Edmund's death was mourned by Welsh poets, who described him as ‘brother of King Henry, nephew of the Dauphin and son of Owen', comparing Wales without Edmund to a land without a ruler, a church without a priest, a beach without water. What the poet failed to mention was that Edmund was about to bequeath what was to become his greatest legacy; for in death he had left his young wife Margaret seven months pregnant with his child.
At twenty-six, Edmund Tudor was over twice his wife's age, who at twelve was two years younger than the accepted age of fourteen at which a marriage could be consummated. To attempt to conceive a child any earlier brought with it significant risk to both mother and child. But Edmund had ulterior motives for making Margaret pregnant at such a young age. With a landed inheritance that included estates in the south-west and the Midlands, together with other properties in Yorkshire and in Wales, Margaret's landed value was worth over £800 a year. Edmund knew that in law, if a living child were born to the couple, no matter how long it lived, as father he would become the official tenant of Margaret's lands, able to legally receive the income from her estates. It was a ruthless strategy, and given Margaret's small physical size – as her chaplain John Fisher admitted later, she was ‘not a woman of great stature … she was so much smaller at that stage' – a significant gamble to take. But Edmund seemed to care little for his wife's physical welfare. His overriding concern lay more in the material welfare of his landed estates and wealth. The irony of Edmund's sudden death was that it would be Margaret, inheriting portions of Edmund's estate, who benefited most from the marriage agreement.
A difficult pregnancy was made worse by fears that the plague which had killed Edmund might have spread across the region. John Fisher recalled the danger surrounding Henry's birth, coming so soon after his father's death: ‘while your mother carried you in the womb', he later told Henry in an oration, ‘you narrowly avoided the plague of which your illustrious father died, which could so easily have killed an unborn child'. Behind the towering thirteenth-century walls of Pembroke Castle, Margaret took to her bed in a small room on the first floor of the great gatehouse to prepare for childbirth, a terrified thirteen-year-old uncertain not only whether she would survive the birth, but also what her future as a widow with a baby might be.

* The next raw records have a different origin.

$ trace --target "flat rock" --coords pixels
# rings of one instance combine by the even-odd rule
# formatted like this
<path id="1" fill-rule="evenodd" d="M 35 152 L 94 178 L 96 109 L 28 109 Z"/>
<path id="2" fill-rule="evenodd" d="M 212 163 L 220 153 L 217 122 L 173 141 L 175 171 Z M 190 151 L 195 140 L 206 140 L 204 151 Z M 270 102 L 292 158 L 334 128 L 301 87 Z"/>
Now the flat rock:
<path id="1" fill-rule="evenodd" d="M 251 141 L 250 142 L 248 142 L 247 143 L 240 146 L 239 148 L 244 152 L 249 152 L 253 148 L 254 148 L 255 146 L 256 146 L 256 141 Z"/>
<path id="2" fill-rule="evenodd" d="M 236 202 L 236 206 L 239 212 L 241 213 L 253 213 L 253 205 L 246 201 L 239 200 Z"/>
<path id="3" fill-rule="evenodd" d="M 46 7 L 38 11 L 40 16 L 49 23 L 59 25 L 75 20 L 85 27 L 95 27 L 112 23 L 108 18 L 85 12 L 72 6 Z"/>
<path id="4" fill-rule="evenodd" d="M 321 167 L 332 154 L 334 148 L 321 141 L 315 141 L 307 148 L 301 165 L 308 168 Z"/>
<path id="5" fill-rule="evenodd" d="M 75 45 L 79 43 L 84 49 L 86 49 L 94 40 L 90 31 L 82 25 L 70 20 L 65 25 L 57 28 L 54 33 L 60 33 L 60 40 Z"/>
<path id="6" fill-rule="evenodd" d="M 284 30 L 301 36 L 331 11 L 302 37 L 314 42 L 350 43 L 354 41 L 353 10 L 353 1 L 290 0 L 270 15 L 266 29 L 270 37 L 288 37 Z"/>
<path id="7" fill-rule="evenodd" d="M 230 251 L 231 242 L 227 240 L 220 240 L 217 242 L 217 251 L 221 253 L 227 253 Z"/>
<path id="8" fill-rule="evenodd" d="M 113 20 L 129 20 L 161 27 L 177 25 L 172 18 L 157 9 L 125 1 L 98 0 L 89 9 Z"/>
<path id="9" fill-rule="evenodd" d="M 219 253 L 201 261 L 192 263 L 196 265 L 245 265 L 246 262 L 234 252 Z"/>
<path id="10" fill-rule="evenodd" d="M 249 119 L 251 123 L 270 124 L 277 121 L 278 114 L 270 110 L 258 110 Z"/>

On St Anne's Day, 28 January 1457, Henry Tudor was born at Pembroke Castle. It was not an easy birth. For a time it seemed that in labour both Margaret and Henry were at risk of losing their lives, and the trauma of the birth left Margaret so physically damaged, if not mentally scarred, that she would never have children again. Henry would be her only child, strengthening what was to become a remarkable bond between mother and son. Years later, Margaret remembered in a letter how ‘this day of Saint Annes, that I did bring into this world my good and gracious Prince … and only beloved son'. Even as she recovered from childbirth, Margaret swiftly took control of her son's destiny. One tradition recorded by the sixteenth-century Welsh chronicler Elis Gruffyd, related to him by some old men alive at the time, was that the baby had been baptised Ywain, Welsh for Owen, but upon hearing this, Margaret had insisted that the child's name be changed to Henry, perhaps to reflect the importance of his English identity over his Welsh origins and closeness to the Lancastrian dynasty. If true, it was one of the wisest decisions Margaret Beaufort was ever to make.